Em números redondos, estavam em circulação 700 milhões de automóveis e 300 milhões de caminhões e ônibus. Esta marca foi atingida praticamente 100 anos depois da fabricação do Modelo T, lançado em 1908. Como se sabe, Henry Ford revolucionou a indústria moderna, ao adotar a linha de montagem para a produção em série de veículos de combustão interna, com base na energia fóssil.
 
O automóvel se tornou o produto par excellence do século XX e virou objeto de desejo, ícone da liberdade individual, símbolo de status social e fonte de geração de lucro para a indústria automobilística e toda a cadeia produtiva envolvida na produção de insumos, energia e autopeças.
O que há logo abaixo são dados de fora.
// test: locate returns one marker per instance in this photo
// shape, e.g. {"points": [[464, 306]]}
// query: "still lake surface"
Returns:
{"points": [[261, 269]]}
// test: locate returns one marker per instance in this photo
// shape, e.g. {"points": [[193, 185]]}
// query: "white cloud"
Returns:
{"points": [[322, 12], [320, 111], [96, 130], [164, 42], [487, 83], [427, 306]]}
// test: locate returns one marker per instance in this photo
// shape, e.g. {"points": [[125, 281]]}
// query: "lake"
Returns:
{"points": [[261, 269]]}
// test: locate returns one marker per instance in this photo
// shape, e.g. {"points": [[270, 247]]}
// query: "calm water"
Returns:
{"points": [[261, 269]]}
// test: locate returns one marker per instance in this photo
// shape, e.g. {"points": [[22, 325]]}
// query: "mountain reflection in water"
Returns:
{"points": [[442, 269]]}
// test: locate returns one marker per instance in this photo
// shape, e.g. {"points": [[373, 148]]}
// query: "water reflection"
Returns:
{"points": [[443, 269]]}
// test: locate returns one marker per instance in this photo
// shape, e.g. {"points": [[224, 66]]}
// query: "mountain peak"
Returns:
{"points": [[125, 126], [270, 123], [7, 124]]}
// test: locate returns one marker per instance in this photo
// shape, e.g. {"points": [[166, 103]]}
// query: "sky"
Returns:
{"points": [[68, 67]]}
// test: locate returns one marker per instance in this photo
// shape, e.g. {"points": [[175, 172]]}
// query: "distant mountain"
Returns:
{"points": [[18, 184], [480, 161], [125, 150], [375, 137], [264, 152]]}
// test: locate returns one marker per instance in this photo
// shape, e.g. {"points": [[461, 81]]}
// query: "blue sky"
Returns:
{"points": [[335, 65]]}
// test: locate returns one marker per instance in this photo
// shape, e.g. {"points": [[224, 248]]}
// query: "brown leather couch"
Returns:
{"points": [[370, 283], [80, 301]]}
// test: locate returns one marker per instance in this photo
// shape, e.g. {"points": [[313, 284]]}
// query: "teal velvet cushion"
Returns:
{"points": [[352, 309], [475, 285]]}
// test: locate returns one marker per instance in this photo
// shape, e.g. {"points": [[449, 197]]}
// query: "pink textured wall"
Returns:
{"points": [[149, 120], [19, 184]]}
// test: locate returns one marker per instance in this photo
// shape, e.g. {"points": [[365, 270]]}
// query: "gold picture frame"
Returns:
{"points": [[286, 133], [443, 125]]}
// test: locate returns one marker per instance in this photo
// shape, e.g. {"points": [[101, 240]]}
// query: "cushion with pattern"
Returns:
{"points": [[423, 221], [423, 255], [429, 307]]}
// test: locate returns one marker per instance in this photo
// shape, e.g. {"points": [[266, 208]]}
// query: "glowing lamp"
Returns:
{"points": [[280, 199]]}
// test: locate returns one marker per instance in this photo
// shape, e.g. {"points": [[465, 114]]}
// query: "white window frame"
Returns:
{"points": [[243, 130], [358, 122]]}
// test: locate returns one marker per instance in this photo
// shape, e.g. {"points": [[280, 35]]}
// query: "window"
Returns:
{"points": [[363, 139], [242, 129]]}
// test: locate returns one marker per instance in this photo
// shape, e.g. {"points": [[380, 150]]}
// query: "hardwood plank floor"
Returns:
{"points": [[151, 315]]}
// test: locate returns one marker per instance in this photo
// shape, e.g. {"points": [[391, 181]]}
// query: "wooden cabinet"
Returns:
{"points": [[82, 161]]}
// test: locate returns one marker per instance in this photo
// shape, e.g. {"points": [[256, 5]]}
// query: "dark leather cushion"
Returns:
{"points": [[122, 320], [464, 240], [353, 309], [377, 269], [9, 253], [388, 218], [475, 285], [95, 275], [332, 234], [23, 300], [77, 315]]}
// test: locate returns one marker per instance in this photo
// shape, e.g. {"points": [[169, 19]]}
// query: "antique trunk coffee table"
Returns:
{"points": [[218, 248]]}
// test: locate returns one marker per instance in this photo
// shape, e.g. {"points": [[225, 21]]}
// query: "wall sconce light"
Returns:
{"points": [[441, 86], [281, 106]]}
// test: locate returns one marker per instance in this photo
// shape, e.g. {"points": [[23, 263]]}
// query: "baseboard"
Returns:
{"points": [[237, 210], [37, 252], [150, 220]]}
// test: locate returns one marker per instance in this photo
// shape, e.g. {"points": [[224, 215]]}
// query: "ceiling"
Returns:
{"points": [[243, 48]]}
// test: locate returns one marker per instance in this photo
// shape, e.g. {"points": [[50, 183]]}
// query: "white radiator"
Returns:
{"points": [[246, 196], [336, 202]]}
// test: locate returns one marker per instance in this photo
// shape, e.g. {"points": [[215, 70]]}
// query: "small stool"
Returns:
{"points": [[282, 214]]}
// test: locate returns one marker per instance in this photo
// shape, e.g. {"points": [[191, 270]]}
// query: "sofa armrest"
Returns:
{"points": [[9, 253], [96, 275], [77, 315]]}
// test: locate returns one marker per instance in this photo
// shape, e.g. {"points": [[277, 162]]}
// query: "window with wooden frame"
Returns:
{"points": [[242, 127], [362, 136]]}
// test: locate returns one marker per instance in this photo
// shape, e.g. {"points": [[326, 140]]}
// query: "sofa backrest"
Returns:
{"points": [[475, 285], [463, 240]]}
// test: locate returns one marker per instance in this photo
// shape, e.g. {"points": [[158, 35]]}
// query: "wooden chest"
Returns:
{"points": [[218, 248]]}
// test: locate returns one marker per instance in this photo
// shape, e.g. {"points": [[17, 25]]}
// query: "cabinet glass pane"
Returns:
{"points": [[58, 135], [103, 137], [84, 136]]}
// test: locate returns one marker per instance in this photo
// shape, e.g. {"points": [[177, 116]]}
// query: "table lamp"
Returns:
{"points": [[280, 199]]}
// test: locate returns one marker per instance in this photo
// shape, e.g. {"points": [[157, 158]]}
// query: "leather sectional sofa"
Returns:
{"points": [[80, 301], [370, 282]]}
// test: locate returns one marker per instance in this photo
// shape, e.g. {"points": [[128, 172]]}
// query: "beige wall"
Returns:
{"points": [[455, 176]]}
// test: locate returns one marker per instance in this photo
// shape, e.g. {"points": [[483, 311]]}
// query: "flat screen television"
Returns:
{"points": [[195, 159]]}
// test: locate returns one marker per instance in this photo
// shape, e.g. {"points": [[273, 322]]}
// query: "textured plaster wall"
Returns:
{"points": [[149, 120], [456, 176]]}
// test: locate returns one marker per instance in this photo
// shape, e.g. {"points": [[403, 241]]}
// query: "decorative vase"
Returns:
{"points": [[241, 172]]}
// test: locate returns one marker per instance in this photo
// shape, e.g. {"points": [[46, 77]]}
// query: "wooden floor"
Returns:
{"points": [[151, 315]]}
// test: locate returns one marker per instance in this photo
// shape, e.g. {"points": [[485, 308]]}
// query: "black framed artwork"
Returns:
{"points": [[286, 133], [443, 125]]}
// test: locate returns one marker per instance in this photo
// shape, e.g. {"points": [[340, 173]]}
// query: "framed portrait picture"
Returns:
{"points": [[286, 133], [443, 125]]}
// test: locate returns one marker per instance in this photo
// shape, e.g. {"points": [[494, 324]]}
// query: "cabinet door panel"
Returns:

Porém, o acúmulo exponencial e onipresente de automóveis ficou disfuncional, pois milhões de pessoas ficam presas diariamente em engarrafamentos monstruosos (“carmageddon”), com enorme perda de tempo, saúde e dinheiro.

Vida sobre rodas

A cultura do consumismo e o mito da universalização da propriedade do automóvel, em geral, não leva em conta os custos diretos provocados pelos acidentes de trânsito, as mortes e as internações e nem os custos indiretos da degradação ambiental gerada pela extração de minérios e outras matérias-primas. Os carros são uma grande fonte de emissão de gases de efeito estufa, responsáveis pelo aquecimento global e pela subida do nível dos oceanos.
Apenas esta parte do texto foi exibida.